O’Brien was born and raised in Chicago’s West Side Austin neighborhood. He has twice worked as a prosecutor in the Cook County State’s Attorney’s office handling high profile cases. O’Brien also served as the Assistant Illinois Attorney General, where he supported local State’s Attorney’s Offices across the State of Illinois with major criminal cases.
In 2006, he was elected as a judge in the Cook County Circuit Court, presiding over criminal and civil cases for eight years before returning to private practice concentrating on criminal law.
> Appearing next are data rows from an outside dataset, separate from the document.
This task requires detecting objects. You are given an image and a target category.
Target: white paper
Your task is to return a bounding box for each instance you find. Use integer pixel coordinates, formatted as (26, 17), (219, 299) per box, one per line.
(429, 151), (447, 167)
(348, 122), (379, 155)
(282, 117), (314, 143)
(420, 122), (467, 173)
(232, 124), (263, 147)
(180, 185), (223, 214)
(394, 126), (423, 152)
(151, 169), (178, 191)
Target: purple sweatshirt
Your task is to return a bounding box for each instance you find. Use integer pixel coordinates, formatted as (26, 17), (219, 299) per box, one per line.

O’Brien earned his bachelor’s at Notre Dame University and a law degree at DePaul University College of Law. O’Brien has been married to his wife, Diane, for 35 years and resides in Chicago’s North Side Edgewater neighborhood.
O’Brien is running on a #FireKimFoxx platform, according to his campaign website. He told WEBZ that Foxx has enforced “a misguided social agenda and not the law,” views criminals as “victims,” and that victims of crime “deserve no more protection than the people who commit crimes against them.”
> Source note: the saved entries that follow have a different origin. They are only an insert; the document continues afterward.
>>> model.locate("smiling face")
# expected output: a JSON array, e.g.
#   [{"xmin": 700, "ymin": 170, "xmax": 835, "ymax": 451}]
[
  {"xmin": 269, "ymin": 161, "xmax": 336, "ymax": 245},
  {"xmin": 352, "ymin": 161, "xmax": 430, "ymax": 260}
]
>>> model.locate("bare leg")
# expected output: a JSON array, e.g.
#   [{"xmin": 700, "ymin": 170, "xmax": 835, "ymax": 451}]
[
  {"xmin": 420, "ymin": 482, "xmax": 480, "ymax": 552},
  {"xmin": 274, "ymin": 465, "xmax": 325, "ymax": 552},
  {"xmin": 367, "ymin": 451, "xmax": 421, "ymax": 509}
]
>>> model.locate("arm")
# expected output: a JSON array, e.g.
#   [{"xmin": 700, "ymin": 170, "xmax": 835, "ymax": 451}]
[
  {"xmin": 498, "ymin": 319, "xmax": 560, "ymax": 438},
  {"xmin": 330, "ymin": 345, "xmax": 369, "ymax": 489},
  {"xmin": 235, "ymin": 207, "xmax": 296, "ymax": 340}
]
In one of several high profile press conferences, O’Brien lambasted Foxx’s policies for removing a Chicago man on a pending juvenile case from electronic monitoring days before police said he allegedly stabbed Walgreen’s employee Olga Maria Calderon to death in September.
"[Foxx] has given more legal protection and more consideration to people that commit crimes than the people who are victims of crimes or potentially the victims of crimes," O'Brien said. "In this case, [Foxx’s] failure to object and require the electronic monitoring may have cost Ms. Calderon her life."
The Cook County State’s Attorney’s race has grown increasingly nasty, with both candidates releasing ads attacking the other. One of Foxx's digital ads features three men who were wrongfully convicted of the 1986 murder of Chicago medical student Lori Roscetti.
O’Brien was the assistant state’s attorney in the trial that sent the three men to prison for 14 years. He said at the time he prosecuted them he believed the men were guilty, and blamed the larger criminal justice system for failing them. The men were eventually exonerated by DNA evidence, which O’Brien said was not available in 1986.
In another ad, Foxx called O’Brien “pure Trump.”
Similarly, O’Brien has also run attack ads, accusing Foxx of failing the youngest victims of gun violence by releasing violent offenders back on to the streets and quoting Chicago’s top cop, David Brown, that there are “zero consequences following certain gun offenses.”
Brown said his comment was taken out of context and that as the police superintendent he doesn’t make political endorsements.
O’Brien is hoping for an upset, citing an internal poll that showed Foxx leading 48-38, with 18 percent of voters undecided.
Foxx has been endorsed by Mayor Lori Lightfoot, Gov. J. B. Pritzker, Dick Durbin and the Chicago Sun-Times. Vice Presidential candidate Kamala Harri made a robocall pitch on Foxx’s behalf.
O’Brien has won the endorsement of the Chicago Tribune, the Chicago Fraternal Order of Police, Chicago Ald. Brendan Reilly and former Chicago Blackhawks star Chris Chelios.